T’en rappelles-tu de la fois où on jouait qu’on avait quatorze ans et qu’on frenchait sur mon divan au lieu de faire des affaires d’adultes-remplis-d’obligations-qui-oublient-que-juste-frencher-c’est-vraiment-l’fun ? T’en rappelles-tu ? Tu me disais que j’étais intelligente pis belle pis surprenante pis toute pis que toi et moi ensemble on était comme toutte avec plein de t.

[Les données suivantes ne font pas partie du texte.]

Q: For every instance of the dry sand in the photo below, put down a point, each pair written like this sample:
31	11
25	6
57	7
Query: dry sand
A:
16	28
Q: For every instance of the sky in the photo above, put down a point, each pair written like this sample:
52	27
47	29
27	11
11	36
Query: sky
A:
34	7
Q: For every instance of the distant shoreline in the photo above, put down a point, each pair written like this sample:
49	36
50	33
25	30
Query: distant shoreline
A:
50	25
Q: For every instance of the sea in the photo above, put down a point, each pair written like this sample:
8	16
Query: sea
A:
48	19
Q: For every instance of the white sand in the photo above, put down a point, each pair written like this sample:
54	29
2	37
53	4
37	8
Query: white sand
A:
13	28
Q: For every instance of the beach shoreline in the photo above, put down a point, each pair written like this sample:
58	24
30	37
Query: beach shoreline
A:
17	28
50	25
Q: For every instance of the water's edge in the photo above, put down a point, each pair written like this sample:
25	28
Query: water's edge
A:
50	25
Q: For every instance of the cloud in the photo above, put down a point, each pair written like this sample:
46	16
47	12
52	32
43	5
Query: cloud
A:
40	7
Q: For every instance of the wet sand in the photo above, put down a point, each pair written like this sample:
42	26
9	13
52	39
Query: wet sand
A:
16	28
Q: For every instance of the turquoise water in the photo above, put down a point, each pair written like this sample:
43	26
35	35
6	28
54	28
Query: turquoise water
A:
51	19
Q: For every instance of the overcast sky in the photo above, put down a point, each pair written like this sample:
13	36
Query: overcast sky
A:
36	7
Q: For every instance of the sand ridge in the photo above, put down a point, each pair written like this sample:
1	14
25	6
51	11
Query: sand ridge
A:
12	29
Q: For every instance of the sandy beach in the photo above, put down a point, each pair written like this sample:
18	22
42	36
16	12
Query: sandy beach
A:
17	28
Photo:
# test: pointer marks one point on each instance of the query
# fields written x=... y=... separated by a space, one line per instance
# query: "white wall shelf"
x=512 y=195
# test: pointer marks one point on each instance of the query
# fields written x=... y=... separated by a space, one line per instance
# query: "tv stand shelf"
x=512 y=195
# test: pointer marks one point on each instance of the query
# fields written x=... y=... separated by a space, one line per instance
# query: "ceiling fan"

T’en rappelles-tu ? Je riais pour rien mais je ne pouvais pas m’ arrêter parce que ça me fait ça les choses le fun, ça me fait tout le temps rire pas fort. T’aimais ça m’entendre rire allegretto. T’en souviens-tu ? Tu avais plein de choses à me dire pis tu trébuchais dans tes mots, tu voulais trop dire trop vite et moi je te regardais comme quand je regarde un spectacle du Cirque, du bout de mon siège avec les yeux qui prennent toute la place dans mon visage. Tsé là… C’était y’a pas longtemps, on mangeait de la crème de tomates – je faisais semblant d’aimer ça – et tu portais ton chandail vert…

Tu t’en rappelles, là, hein ?

Bon. Ben c’est de cette fois-là dont j’te parle.

Pour rien. Juste parce que j’aime ça me rappeler.